10 MARCH 1933, Page 22

Travellers' Tales

The Man Who Liked Hell. By Ex-Sergeant A. R. Cooper. (Jarrolds. 12s. 6d.)

Miss KARLIN puts a girdle round half the earth in four hundred and seventy-one pages, and she is going to deal with the other half in a subsequent volume. Considering that she embarked on her adventures with no more tangible resources than a strong conviction of her mission as an artist and her ability as a linguist and a journalist, it is little wonder that at the end of them her health was permanently impaired, and the reader can only hope that the experience has been worth to her all the suffering it involved. Apart from her bare assurance that this is so, there is no means of telling from the book itself, because she writes for the most part anecdotally, and such occasional reflections as she does indulge in, though doubtless true, are not always very profound.

She made most of her sea journeys (the first was from Italy to Chile) in the steerage class, and she depicts their horrors with a journalist's eye for striking detail. The kindness she received from fellow-passengers and crews she attributes, with commendable modesty, to her appearance of helplessness. But the response evoked by this characteristic was less gratify- ing once she stood on Central American soil, and she soon learnt to sleep with an iron bar conveniently near the bed and to carry a poisoned dagger when she went out alone. After a time she reached Japan, and she speaks highly of the Japanese civilization and character. Then she went to China, Australia and New Zealand, and although she is by no means an unhappy traveller, there is a note of bitterness about most of her impressions of these places. Partly, no doubt, because of

the successive shocks administered to the juvenile ideals with which she started out, but also, I think, because she lacks a little that quality of common humanity which should enable her to co-ordinate and give value to the whole range of her experience.

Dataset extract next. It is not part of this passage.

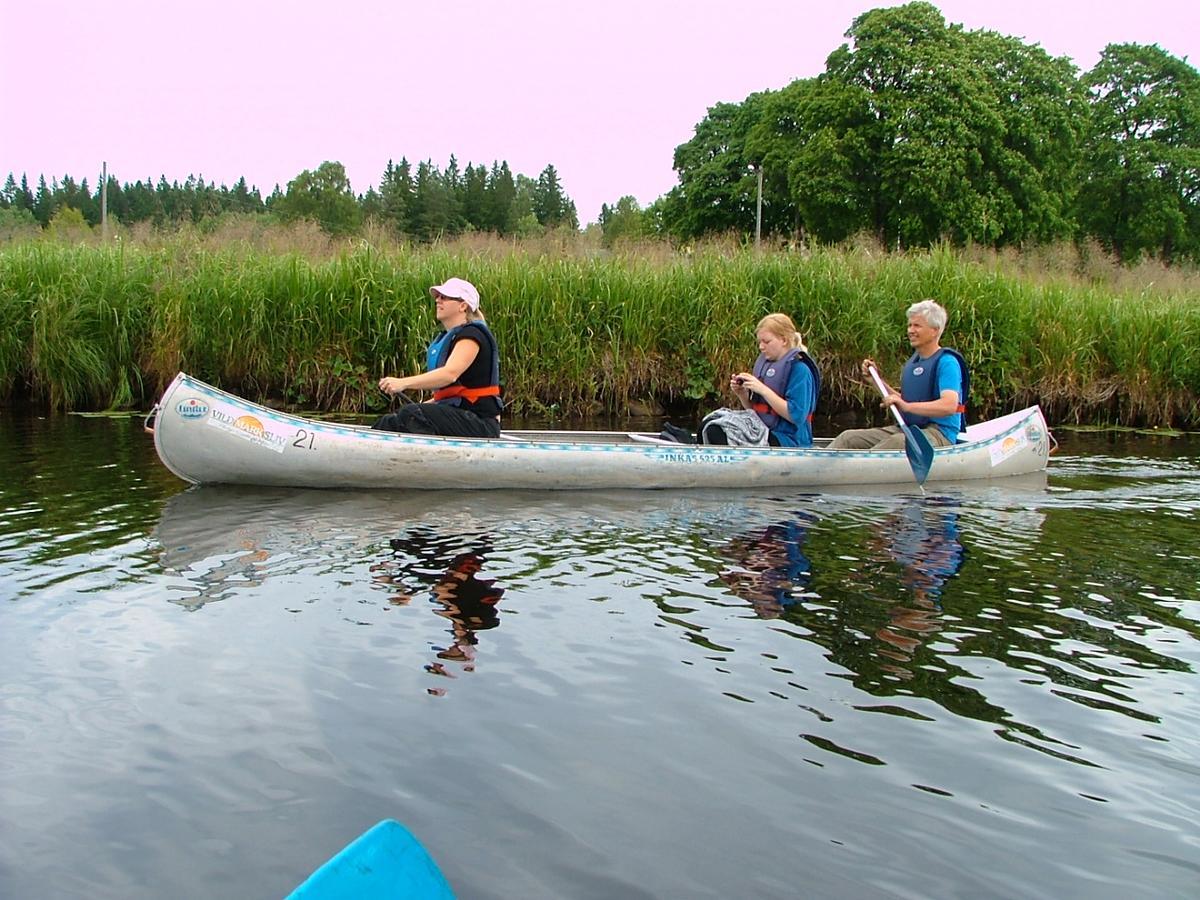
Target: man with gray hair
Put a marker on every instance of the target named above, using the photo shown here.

Mr. Terry is a very different kind of traveller, and he deals in Untold Miles with his Central Australian gold prospecting

expeditions of 1930 and 1931. He writes with genuine enthusiasm about the bush, and succeeds in conveying the feeling he has for that kind of life to an extent which a more self-conscious artist, struggling to create atmosphere, might well envy. Although these expeditions claim few of the spectacular attributes of adventure, one is left in no doubt as to the qualities of physique and character requisite for their success. There are photographs, two good maps, and ten valuable appendices dealing at some length with the extent and nature of the pioneer work that has already been done in this territory. Ex-Sergeant Cooper, extenuating nothing and setting down nought in malice, does somehow manage to justify his curious taste for life in the French Foreign Legion. After a violent and refractory childhood, he enlisted in 1914 at the age of fifteen and a half, but was released two years later on the condition of his serving in the British Army. In 1919, how- ever, he signed on again for five years, and at the end of these for yet another five, because he found his nature still too violent to support the voluntary discipline of civilian life. He writes of himself and his experiences so reasonably, and is so scrupulous of being just towards the officers and men with whom he was in contact, that at moments the reader is almost tempted to take a popular romantic view about the toughness of legion life. But it is impossible to maintain it for more than three consecutive pages, and on the whole the book may be confidently recommended as a discouragement to pro- spective recruits.

From Morocco, as they say in the news films, it is only a step to the Congo, where Mr. Collodon was shooting elephants and capturing live gorillas as far back as the 'sixties and 'seventies. Before that, at the age of ten, his father had sold him for the modest sum of one pound to the skipper of a windjammer who " looked like the popular representation of the Devil." But the chapters devoted to this early period are a magnificent tribute to the character of that same man, Jonathan Scratch, for which alone the book would be worth reading, and Mr. Collodon's account of long spells on board and visits to remote ports (Captain Scratch invariably took the small boy with him when he had business ashore, just to keep him out of harm's way) seems to call back into life a whole vanished world.

The years he spent in the Congo occupy the greater part of the book, and it was a somewhat different place in those days from what it was when Mr. and Mrs. Cope Morgan passed through it on their way from Nigeria to Kenya. They made this three thousand five hundred-mile journey by lorry, and from Nairobi decided as a kind of afterthought to go on to Capetown, another five thousand miles away. Mrs. Morgan's record of it is in the form of a letter-diary which she sent to her daughter. She writes with unfailing good humour of their difficulties and is always observant of the natives, the animals, the trees and the flowers of the country through which they passed, so that these letters, with a good sprinkling of photo- graphs, are no less interesting to read collectively than they must have been to receive individually.